Today, we're really focusing in on red blood cell disorders.

We want to master those core concepts.

That's right.

We're taking the essentials from Porth's Path of Physiology, Chapter 23, and trying to build a, well, a really clear map for you.

The goal isn't just reciting facts, is it?

It's about understanding the why.

Exactly.

The clinical reasoning.

Why do these symptoms happen?

If you grasp the underlying mechanisms, you're well on your way to mastering the subject.

And it all starts with the red blood cell itself, the erythrocyte.

It's quite an incredible little machine.

Okay, so let's unpack that.

The numbers alone are staggering, right?

Yeah.

500 to a thousand times more numerous than other blood cells.

Yeah, just vast quantities.

But the shape, that biconcave disc shape, that's really ingenious.

And it doesn't have a nucleus.

Why that specific shape?

Well, two main reasons.

First, it maximizes the surface area relative to the volume.

That's key for fast oxygen diffusion, getting oxygen in and out quickly.

Okay, faster diffusion.

What's the second reason?

Flexibility.

The membrane itself is incredibly pliable.

It has this internal scaffolding.

A protein network spectrum and anchoring are the key ones.

And that flexibility lets it do what, exactly?

It allows the cell to literally deform, to bend and squeeze through the absolute tiniest capillaries in your body.

Capillaries much narrower than the cell itself.

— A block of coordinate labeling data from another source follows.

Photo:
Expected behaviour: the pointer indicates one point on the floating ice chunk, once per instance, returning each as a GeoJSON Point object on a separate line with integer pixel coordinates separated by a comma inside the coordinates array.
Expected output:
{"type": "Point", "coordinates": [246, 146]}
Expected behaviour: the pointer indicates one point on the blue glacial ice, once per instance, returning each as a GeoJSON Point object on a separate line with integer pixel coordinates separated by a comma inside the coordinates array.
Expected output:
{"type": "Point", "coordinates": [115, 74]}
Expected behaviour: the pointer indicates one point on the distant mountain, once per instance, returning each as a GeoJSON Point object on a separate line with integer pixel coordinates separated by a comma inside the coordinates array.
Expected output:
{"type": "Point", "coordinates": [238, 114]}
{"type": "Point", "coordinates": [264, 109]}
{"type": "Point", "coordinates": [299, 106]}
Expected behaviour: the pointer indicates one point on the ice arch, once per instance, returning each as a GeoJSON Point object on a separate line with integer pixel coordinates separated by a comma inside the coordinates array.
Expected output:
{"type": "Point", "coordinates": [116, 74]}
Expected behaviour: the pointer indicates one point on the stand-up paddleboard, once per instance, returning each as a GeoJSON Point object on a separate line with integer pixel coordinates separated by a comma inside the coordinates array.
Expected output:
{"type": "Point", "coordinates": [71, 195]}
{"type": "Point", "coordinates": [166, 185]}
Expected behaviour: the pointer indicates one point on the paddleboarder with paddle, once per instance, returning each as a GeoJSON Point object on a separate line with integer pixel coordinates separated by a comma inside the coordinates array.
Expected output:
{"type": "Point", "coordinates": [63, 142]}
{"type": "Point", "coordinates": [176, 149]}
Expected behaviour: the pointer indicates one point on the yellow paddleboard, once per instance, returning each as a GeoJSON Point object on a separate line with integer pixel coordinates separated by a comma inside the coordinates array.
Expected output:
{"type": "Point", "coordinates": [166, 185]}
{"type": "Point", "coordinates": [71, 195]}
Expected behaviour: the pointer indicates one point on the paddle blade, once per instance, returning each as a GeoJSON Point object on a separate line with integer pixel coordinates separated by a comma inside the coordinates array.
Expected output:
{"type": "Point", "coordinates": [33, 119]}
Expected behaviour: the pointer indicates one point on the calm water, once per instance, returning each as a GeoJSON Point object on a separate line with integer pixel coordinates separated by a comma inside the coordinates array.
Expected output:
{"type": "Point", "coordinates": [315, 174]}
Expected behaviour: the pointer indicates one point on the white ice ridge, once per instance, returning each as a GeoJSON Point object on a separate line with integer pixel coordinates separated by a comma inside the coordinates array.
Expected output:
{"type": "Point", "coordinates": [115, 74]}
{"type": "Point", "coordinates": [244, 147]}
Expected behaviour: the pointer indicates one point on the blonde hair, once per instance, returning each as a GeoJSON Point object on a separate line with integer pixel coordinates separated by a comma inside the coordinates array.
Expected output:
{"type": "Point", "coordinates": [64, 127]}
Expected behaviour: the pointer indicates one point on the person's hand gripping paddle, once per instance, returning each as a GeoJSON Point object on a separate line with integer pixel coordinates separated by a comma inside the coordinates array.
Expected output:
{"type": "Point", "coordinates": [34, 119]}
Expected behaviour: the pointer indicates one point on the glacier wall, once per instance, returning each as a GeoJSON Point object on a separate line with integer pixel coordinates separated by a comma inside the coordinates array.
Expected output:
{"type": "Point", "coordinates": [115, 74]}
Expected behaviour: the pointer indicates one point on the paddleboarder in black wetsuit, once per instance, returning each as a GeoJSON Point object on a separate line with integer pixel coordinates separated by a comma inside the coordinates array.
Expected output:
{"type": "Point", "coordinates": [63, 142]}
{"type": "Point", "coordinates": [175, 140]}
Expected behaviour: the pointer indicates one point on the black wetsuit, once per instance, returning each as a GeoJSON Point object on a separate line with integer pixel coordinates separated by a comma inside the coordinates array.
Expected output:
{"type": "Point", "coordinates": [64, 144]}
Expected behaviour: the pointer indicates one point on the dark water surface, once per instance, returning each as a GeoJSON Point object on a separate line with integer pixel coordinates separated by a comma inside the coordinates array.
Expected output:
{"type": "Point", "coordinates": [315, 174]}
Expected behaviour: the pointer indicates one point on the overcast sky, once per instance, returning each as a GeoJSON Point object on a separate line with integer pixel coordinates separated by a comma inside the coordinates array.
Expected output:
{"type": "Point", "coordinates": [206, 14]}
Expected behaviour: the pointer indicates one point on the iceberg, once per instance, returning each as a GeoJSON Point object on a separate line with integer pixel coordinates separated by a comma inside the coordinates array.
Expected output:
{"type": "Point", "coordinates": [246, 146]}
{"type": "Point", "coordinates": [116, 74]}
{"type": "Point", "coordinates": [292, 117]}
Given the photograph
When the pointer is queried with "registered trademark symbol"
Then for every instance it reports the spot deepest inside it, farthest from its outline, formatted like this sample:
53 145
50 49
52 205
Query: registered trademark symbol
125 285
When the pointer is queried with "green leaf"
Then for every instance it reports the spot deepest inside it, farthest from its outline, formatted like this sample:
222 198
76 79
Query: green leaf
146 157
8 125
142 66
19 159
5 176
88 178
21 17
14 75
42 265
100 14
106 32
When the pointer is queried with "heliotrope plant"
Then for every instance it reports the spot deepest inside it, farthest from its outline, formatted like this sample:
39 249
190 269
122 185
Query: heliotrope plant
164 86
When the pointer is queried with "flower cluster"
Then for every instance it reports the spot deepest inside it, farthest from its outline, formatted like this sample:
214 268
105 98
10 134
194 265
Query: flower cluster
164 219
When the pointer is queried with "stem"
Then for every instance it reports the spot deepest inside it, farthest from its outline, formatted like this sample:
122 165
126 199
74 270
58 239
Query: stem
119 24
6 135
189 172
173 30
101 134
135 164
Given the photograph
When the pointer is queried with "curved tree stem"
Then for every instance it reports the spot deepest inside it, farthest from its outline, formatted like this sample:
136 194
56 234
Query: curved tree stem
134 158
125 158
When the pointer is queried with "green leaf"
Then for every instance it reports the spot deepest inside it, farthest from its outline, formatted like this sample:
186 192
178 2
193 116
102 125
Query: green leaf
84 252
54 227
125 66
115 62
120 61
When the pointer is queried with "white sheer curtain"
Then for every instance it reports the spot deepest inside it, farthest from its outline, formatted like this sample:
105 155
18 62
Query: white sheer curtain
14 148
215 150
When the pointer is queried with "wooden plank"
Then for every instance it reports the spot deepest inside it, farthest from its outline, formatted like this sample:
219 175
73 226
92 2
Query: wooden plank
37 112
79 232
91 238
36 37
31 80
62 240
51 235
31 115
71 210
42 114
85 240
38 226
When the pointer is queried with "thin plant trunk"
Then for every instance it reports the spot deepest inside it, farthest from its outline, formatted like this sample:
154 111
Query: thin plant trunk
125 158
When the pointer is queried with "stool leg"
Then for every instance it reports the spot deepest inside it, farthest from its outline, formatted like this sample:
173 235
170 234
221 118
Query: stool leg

That's how it reaches every tissue.

Wow.

Without that, it just wouldn't work.

It would break apart.

Fragile cells get destroyed prematurely.

And inside that flexible container is the main event, hemoglobin Hb.

The oxygen carrier carries almost all of it, didn't you say?

Like 95 to 98 percent.

Pretty much all of it.

It's the primary vehicle.

And structurally, it's four polypeptide chains, each linked to a heme unit containing iron.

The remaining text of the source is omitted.